Scientists Think Mysterious Flash Was Actually A Black Hole Being Born

Every time scientists do or see something for the first time, it's special. We're discovering something entirely new about the universe we live in. Even when it comes to things we only see from far, far away can tell us more about life.

The weird thing about the latest discovery in the cosmos is that we're not 100% sure what happened even months later and with a staggering amount of data. This is a situation where scientists have observed something for the first time — but they can't quite agree on exactly what they've seen. It's still a mystery, but the theories are fascinating.

Back on June 16, 2018, astronomers spotted a brief, unusual, mysterious flash in the night sky.

Brief, of course, is a relative term, especially in astronomical circles. This outburst shone 10 times brighter than a typical supernova for three days, before fading over the following months.
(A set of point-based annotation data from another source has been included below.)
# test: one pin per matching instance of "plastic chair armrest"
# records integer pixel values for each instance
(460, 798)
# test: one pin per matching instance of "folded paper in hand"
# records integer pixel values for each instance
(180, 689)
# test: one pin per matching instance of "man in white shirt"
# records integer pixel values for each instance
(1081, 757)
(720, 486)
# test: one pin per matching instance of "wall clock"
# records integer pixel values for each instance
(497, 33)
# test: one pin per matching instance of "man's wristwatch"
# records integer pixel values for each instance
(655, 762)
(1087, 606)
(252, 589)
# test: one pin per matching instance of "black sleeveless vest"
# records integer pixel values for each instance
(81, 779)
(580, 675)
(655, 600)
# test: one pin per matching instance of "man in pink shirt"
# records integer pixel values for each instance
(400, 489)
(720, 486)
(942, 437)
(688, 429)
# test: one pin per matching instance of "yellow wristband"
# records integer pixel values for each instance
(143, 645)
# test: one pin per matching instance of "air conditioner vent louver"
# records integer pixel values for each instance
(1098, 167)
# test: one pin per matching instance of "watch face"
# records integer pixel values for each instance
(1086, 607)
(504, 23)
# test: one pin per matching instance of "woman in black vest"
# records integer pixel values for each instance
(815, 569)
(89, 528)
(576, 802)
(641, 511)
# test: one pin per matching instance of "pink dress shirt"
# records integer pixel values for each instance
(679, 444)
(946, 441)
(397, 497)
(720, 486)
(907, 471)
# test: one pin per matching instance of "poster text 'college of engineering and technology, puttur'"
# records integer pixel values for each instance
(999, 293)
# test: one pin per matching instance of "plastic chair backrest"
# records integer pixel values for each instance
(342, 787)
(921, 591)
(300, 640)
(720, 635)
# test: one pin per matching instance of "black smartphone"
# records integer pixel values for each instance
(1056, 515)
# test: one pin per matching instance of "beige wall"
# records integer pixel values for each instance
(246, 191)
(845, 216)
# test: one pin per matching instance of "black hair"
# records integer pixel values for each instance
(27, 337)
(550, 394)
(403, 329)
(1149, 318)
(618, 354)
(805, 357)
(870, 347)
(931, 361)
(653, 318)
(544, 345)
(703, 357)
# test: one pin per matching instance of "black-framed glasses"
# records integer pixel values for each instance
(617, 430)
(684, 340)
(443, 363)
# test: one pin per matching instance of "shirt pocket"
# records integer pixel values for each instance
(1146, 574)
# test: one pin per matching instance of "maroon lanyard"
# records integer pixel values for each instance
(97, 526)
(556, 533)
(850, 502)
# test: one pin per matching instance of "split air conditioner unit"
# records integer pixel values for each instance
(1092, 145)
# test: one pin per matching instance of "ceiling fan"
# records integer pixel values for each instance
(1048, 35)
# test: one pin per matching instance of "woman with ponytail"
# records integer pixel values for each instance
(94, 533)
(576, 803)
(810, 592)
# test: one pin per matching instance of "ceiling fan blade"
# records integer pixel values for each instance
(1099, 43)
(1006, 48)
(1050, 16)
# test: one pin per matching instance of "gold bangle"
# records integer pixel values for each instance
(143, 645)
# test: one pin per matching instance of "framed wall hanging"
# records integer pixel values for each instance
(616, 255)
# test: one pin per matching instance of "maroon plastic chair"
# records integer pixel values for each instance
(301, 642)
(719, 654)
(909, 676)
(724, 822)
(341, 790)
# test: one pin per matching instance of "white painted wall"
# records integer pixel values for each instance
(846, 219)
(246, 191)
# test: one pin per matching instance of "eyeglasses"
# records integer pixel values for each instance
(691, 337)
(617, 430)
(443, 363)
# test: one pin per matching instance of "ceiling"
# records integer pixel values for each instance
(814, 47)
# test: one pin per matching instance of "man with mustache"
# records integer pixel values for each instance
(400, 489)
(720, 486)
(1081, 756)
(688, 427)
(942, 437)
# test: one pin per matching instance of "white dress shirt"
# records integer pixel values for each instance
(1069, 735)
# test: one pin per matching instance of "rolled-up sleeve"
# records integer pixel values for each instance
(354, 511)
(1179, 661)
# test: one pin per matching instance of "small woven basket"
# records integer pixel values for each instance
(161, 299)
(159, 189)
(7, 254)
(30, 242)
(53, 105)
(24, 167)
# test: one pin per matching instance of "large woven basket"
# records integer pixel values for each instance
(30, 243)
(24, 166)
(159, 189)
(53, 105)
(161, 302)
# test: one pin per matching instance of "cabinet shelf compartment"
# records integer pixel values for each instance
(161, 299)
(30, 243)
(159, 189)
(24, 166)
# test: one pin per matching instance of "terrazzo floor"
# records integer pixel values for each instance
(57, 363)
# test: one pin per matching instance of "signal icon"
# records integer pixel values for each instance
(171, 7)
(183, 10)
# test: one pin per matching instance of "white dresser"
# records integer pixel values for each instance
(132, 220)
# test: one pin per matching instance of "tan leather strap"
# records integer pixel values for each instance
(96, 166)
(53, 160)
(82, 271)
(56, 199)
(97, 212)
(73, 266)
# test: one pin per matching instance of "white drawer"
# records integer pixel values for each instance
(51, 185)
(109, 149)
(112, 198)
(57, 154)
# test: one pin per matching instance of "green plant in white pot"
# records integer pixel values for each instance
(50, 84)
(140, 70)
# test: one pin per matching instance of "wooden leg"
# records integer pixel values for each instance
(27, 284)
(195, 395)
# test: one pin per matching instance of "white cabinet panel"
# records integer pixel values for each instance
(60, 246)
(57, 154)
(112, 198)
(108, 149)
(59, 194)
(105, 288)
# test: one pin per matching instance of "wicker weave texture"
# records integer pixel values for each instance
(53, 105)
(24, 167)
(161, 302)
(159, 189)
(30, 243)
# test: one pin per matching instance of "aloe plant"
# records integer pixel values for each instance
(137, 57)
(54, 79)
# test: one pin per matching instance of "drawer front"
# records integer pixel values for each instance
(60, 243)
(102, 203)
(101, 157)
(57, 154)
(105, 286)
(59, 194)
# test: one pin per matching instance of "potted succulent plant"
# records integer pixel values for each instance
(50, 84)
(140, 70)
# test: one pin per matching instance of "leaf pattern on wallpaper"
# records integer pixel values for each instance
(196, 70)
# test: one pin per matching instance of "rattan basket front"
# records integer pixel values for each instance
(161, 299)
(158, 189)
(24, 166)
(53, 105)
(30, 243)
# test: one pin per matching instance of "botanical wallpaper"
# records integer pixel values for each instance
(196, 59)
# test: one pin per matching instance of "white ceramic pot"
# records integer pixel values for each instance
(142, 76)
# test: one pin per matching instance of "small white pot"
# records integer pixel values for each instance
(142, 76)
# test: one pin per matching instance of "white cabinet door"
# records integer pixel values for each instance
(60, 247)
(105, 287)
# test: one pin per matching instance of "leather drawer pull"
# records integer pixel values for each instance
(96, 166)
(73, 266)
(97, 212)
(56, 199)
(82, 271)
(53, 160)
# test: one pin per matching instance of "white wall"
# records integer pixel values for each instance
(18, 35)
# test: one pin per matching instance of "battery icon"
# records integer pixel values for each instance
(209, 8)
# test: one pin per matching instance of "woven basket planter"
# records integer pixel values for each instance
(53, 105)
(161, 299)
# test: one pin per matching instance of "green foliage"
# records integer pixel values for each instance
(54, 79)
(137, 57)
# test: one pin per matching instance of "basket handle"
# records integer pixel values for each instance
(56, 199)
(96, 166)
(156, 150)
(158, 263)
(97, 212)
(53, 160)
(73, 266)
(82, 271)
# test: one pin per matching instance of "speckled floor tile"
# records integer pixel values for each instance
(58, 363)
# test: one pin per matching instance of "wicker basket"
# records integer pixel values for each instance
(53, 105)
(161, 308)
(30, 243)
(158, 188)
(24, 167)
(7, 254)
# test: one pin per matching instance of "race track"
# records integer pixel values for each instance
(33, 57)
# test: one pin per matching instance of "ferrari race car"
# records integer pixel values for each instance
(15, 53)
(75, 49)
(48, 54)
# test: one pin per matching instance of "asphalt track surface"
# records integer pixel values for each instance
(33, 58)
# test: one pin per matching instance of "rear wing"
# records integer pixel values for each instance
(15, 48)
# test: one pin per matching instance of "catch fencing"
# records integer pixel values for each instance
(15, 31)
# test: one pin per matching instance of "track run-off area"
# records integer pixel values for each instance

Nicknamed 'The Cow,' the super-bright burst puzzled astronomers and astrophysicists around the world.

So, naturally, they pointed as many instruments as they could at it. They studied it in X-ray and radio waves in addition to optical views to gather the most robust data possible, and then spent months combing through it all.

There are two competing theories as to what exactly happened to create that cosmic outburst.

One team, headed up by Paul Kuin of University College London, believes the Cow was caused by a black hole colliding with a star in a "tidal disruption event."

As NASA explains, "Just as the Moon's gravity causes Earth's oceans to bulge, creating tides, a black hole has a similar but more powerful effect on an approaching star, ultimately breaking it apart into a stream of gas."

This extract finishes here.